Илья Фаликов - Улица Луговского
Увы. Однако своего «Фауста» Луговской создает — Рейн слегка ошибся — не под занавес. В начале сороковых ему чуть за сорок. Чуть не лучшее из того, что он тогда написал, не вошло в книгу поэм, но писалось для нее. Эти вещи надо назвать: «Вступление (К поэме „Сказка о печке“)», «Крещенский вечерок», «Каблуки», «Средь сосен, в доме, пахнущем карболкой…». По этим шедеврам можно судить, какова была бы ценность вообще всего творчества Луговского, кабы не… надо ли определять? Если бы да кабы. Это беспримесно чистая порода, без позднейших загрязнений, правок и нивелировок 56-го года, когда Луговской готовил книгу к печати. В том же 56-м он намахивает совсем уж никудышные опусы — «Москва», «Юность».
В иных вещах «Середины века» он воспроизводит на другой лад свои рифмованные стихи: «Девушка моет волосы» или «На смерть матери». Стихи переводит — в почти прозу. Обычно поступают наоборот: зарифмовываются прозаические наброски. Луговской пытается отменить себя прежнего. Но о матери он пишет две вещи одновременно, в 43-м. Ему всегда не хватало единственного высказывания.
Борис Рыжий: «Потому что все меня любили, / дерева молчали до утра. / „Девочке медведя подарили“, — / перед сном читала мне сестра» («Прежде чем на тракторе разбиться…», 1999). Борис запомнил эти стихи наизусть и читал их уже своему сыну Артему. Тогда же он написал «На мотив Луговского», в котором сказано: «Мне от сказок ничего не надо, / кроме золотого волшебства». Значит, сказка? Выходит, так. Золотой сон на фоне наших изумительных дней. Полная аналогия с тем, к чему клонил Луговской в свои восхитительные времена. Когда в «Новом мире» (2000) было напечатано мое «Памяти Луговского», Борис позвонил мне, делясь волнением.
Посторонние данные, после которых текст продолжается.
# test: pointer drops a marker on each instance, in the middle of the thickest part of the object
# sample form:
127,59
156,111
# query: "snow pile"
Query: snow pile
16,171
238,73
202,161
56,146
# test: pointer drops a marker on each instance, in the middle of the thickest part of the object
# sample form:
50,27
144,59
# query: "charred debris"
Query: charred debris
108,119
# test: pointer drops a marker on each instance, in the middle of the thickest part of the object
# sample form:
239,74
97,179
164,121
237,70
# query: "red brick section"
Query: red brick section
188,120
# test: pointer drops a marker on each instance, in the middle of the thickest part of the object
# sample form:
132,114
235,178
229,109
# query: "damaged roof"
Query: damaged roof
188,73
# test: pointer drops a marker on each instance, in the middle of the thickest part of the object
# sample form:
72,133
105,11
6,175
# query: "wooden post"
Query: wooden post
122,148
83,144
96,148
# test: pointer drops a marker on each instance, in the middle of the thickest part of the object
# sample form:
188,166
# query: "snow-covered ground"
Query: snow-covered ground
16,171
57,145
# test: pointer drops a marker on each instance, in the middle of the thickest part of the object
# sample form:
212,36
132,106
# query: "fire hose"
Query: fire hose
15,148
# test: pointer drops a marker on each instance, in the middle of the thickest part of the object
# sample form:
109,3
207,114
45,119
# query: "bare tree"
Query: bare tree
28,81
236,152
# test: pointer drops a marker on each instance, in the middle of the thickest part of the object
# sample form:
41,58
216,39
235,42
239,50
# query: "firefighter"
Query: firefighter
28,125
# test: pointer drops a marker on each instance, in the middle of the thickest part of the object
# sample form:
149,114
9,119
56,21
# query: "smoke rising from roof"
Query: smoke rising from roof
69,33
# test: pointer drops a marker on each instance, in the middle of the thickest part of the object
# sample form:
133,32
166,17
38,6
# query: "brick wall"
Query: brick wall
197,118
Межиров написал своего «Медведя» с оглядкой на «Медведя» Луговского, не без полемики с предшественником. Луговской мощно влиял и был героем новых поэтов после войны — будучи в упадке. Парадокс. Двусмысленность межировской пиесы «Коммунисты, вперед!» и многое другое вообще — оттуда же. Он вел литинститутский семинар еще до войны. Это он их обучил лживой меди послевоенного пафоса. Дядя Володя. Так называли его тогда молодые. Великолепный гигант, человек из Голливуда, с платочком в нагрудном кармашке привозного бостона, с маяковской тростью. Глыба пустоты? Если бы. С этим было бы проще. Нет — и нет. А он есть. Голос. Практически — музыка без слов. Бывает? Не бывает. Но есть. Или это играет в памяти какая-то пластинка?
Межиров: «Свист соловьиный, клекот орлиный слышишь, Елена?» Луговской: «Ах, Елена, Елена, зачем ты мне снишься!» Мое чувство к Луговскому возникло до появления в моей судьбе Межирова. Он тут почти ни при чем. Если не считать «Серпухов», прочитанный позже. «А на Сретенке в клетушке, / В полутемной мастерской, / Где на каменной подушке / Спит Владимир Луговской…»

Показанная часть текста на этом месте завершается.